Example 1: For \( h = 6 \, \text{ft} \), \( d = 25 \, \text{mi} \), distance to horizon in miles, obstructed height in miles:
- Convert: \( h = 6 \times 0.000189394 = 0.0011364 \, \text{mi} \)
- Distance to horizon: \( a = \sqrt{(3959 + 0.0011364)^2 - 3959^2} \approx 3.0000 \, \text{mi} \)
- Obstructed height: \( x = \sqrt{3^2 - 2 \times 3 \times 25 + 25^2 + 3959^2} - 3959 \approx 0.0611 \, \text{mi} \)
Example 2: For \( h = 1.8 \, \text{m} \), \( d = 10 \, \text{km} \), distance to horizon in km, obstructed height in feet:
- Convert: \( h = 1.8 \times 0.000621371 = 0.00111847 \, \text{mi} \), \( d = 10 \times 0.621371 = 6.21371 \, \text{mi} \)
- Distance to horizon: \( a = \sqrt{(3959 + 0.00111847)^2 - 3959^2} \approx 2.976 \, \text{mi} \), in km: \( 2.976 \times 1.609344 \approx 4.7894 \, \text{km} \)
- Obstructed height: \( x = \sqrt{2.976^2 - 2 \times 2.976 \times 6.21371 + 6.21371^2 + 3959^2} - 3959 \approx 0.0098 \, \text{mi} \), in ft: \( 0.0098 \times 5280 \approx 51.7440 \, \text{ft} \)

5. Frequently Asked Questions (FAQ)

Q: What does the obstructed height represent?
A: The obstructed height (\( x \)) is the portion of a distant object that is hidden below the horizon due to the Earth's curvature.

Q: Why is the Earth's radius fixed at 3959 miles?
A: The calculator uses 3959 miles (6371 km) as the Earth's mean radius for simplicity, as provided in the example.
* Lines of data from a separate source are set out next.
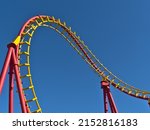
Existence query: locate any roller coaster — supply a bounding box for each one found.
[0,15,150,113]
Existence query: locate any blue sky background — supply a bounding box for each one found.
[0,0,150,113]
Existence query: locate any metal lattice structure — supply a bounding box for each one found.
[0,15,150,113]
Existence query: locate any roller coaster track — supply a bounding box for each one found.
[1,15,150,113]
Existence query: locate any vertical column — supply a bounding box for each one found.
[101,81,118,113]
[8,60,14,113]
[0,47,13,93]
[12,44,27,113]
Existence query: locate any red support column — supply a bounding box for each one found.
[107,89,118,113]
[103,88,108,113]
[101,81,118,113]
[9,60,14,113]
[0,47,14,93]
[12,50,27,113]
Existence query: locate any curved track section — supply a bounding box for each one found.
[15,15,150,112]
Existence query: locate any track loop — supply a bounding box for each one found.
[18,15,150,112]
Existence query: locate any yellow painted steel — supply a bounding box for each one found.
[17,16,150,113]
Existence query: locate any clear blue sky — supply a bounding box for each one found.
[0,0,150,112]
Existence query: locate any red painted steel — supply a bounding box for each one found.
[12,46,27,113]
[0,48,13,93]
[101,81,118,113]
[8,60,14,113]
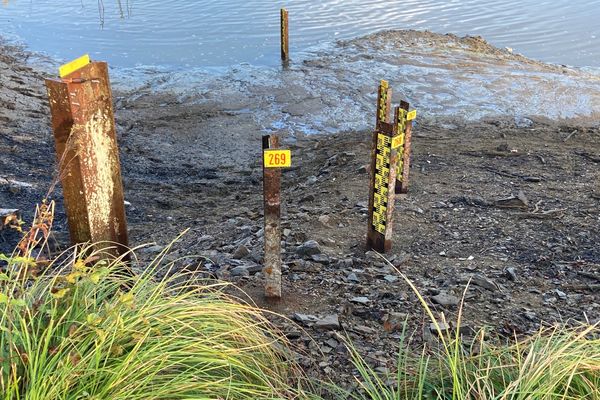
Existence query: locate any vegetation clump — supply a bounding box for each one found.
[0,244,295,400]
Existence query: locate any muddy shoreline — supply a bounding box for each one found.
[0,35,600,390]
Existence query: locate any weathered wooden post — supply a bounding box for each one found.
[367,81,402,252]
[46,56,128,256]
[262,135,291,299]
[396,101,417,193]
[280,8,290,64]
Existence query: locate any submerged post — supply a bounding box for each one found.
[280,8,290,63]
[262,135,281,298]
[367,81,401,253]
[46,56,128,256]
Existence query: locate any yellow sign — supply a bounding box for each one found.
[58,54,92,78]
[392,132,404,149]
[263,149,292,168]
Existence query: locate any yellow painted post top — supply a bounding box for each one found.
[58,54,92,78]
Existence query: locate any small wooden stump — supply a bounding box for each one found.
[46,59,128,256]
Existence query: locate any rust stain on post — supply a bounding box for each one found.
[262,135,281,299]
[46,62,128,256]
[280,8,290,63]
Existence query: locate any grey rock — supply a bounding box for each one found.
[471,274,498,291]
[140,244,165,254]
[314,314,341,331]
[319,215,331,226]
[233,244,250,260]
[431,292,460,306]
[292,313,319,325]
[229,265,250,277]
[310,253,330,265]
[429,322,450,334]
[350,296,370,305]
[504,267,517,282]
[296,240,322,257]
[383,312,408,332]
[335,258,354,268]
[306,175,318,185]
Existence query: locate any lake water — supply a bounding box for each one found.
[0,0,600,67]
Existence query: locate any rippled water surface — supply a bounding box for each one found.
[0,0,600,67]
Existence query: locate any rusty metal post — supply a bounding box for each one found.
[46,62,128,256]
[262,135,281,299]
[367,81,400,253]
[280,8,290,64]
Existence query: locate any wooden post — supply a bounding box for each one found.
[375,79,392,130]
[367,81,401,253]
[396,107,417,193]
[280,8,290,64]
[262,135,281,299]
[46,58,128,256]
[395,101,411,194]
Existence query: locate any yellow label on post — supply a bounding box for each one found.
[58,54,92,78]
[392,132,404,149]
[263,149,292,168]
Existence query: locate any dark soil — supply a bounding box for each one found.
[0,36,600,390]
The Earth's actual shape is slightly ellipsoidal, but this value is a good approximation.

Q: How does the distance to the object affect the obstructed height?
A: A greater distance to the object increases the obstructed height, as more of the object is hidden by the Earth's curvature.